平成20(2008)年九州場所、日馬富士(当時安馬)は優勝決定戦で白鵬に敗れたものの、13勝2敗の好成績を挙げ、場所後、大関に昇進した。昇進後のさまざまな行事を引きずったまま冬巡業に参加し、沖縄の石垣市で打ち上げたのは12月20日のことだった。ようやくフリータイムがやってきたのだ。

といっても、初場所の番付発表が24日朝なので、正味はたった3日しかない。しかし、日馬富士はあえて母国のモンゴル行きを決めた。ちょうど1年前、日馬富士は、平成18年12月28日に交通事故のため、50歳の若さで亡くなった父親のダワーニャムさんのお墓に参り、

「大関になったら、また会いに来るよ。それまでは(稽古に打ち込まなければいけないので)来ない。絶対、大関になるので、待っていて」

と話しかけている。男の約束と言っていい。満願成就し、それを果たすための帰国だった。
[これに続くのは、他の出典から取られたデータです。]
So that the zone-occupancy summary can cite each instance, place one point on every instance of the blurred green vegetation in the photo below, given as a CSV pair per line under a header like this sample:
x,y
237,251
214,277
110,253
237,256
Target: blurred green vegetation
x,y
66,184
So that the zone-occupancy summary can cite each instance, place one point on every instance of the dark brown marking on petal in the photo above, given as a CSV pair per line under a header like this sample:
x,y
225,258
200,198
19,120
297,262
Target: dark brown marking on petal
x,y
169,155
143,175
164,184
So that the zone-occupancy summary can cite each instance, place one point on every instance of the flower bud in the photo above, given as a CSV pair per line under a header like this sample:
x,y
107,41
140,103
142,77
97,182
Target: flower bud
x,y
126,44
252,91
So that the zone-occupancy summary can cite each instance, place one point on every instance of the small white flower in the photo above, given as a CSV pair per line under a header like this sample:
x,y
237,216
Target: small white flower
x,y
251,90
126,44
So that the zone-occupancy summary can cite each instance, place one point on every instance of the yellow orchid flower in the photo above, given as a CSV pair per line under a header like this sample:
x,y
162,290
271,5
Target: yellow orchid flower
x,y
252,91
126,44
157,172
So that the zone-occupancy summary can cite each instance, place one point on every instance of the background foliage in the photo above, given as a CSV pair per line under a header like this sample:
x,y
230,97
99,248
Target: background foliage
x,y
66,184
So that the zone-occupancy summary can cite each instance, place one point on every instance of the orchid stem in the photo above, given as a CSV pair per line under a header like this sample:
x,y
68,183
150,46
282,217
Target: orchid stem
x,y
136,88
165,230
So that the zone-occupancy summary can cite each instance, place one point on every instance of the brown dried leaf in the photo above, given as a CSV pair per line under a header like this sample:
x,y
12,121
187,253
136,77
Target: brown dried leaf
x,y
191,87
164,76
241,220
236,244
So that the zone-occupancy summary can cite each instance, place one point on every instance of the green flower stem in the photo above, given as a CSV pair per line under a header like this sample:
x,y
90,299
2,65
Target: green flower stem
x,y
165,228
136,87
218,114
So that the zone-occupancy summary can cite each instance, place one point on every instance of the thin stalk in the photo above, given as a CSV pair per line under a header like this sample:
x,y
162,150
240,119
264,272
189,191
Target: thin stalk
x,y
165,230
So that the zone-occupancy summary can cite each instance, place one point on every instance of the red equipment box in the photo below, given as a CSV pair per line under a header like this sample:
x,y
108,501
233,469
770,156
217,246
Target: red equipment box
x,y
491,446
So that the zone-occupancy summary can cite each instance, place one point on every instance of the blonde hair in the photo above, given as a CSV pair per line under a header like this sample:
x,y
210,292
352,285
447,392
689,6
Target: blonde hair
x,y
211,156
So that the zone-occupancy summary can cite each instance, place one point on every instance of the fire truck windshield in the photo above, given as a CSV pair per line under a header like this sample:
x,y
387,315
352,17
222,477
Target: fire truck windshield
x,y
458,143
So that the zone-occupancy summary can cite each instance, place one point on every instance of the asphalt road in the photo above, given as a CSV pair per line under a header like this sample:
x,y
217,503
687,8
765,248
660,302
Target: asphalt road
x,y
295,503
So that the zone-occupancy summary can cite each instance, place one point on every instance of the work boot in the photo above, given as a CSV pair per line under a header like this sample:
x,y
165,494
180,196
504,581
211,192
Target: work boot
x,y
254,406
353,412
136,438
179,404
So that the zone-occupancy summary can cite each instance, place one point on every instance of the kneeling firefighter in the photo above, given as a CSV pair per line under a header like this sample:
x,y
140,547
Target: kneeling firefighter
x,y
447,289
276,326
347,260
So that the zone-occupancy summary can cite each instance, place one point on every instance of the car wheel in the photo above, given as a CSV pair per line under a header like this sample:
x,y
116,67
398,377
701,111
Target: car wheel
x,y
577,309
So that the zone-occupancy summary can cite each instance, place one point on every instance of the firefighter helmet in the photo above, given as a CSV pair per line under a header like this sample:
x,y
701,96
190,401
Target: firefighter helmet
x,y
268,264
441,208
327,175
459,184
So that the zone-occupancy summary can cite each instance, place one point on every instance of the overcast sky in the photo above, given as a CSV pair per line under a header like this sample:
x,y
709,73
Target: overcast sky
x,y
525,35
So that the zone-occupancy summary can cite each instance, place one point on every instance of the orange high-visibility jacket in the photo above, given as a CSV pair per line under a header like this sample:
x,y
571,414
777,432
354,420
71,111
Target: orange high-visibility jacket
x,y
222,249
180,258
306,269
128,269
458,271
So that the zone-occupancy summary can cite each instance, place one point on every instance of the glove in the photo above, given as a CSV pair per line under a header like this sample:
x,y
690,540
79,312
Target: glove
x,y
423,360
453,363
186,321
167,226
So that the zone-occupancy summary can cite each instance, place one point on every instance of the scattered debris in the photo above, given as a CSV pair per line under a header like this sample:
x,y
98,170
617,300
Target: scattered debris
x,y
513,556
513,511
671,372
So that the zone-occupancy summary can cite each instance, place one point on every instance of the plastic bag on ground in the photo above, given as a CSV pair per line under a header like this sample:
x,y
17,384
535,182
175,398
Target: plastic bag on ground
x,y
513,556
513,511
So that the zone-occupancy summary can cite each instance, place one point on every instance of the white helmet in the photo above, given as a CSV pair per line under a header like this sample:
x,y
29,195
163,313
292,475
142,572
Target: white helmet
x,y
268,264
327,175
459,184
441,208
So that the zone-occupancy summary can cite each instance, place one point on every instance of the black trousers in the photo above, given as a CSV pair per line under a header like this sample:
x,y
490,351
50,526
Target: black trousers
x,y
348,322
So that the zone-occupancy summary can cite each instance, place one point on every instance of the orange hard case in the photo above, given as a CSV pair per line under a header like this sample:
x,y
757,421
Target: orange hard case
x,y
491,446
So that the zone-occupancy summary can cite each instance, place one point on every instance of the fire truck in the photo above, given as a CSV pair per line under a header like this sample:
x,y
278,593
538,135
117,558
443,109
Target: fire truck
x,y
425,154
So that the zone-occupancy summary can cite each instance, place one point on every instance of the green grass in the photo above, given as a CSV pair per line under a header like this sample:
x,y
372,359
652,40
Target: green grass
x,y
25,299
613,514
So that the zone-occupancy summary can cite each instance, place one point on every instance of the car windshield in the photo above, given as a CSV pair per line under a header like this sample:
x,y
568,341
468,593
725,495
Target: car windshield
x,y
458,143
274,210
「(大関昇進を)親に報告するのは当たり前のことじゃないか。親方には理解してもらった」

と日馬富士は言い残し、21日午後、機上の人となった。墓参りを済まし、モンゴルから再来日の途に着いたのは1日置いた23日午後。日本への直行便はなかったため、北京、香港と大きく迂回し、羽田空港に到着したのは翌24日の午前6時のことだった。夜通し、旅をしたことになる。

しかし、途中で部屋に電話を入れてこの日から朝稽古が始まることを知った日馬富士は、すぐさまタクシーに飛び乗り、1時間後の午前7時過ぎに部屋に到着。そのまま、廻しを締めて土俵に降りると、長旅の疲れも見せず、関脇の安美錦や十両の安壮富士らと25番の息詰まる申し合いを繰り広げた。殺人的スケジュールで体はクタクタに疲れ切っていたはずだが、父親との1年前の約束を果たし、心の中はおそらくすっきり、爽やかだったのに違いない。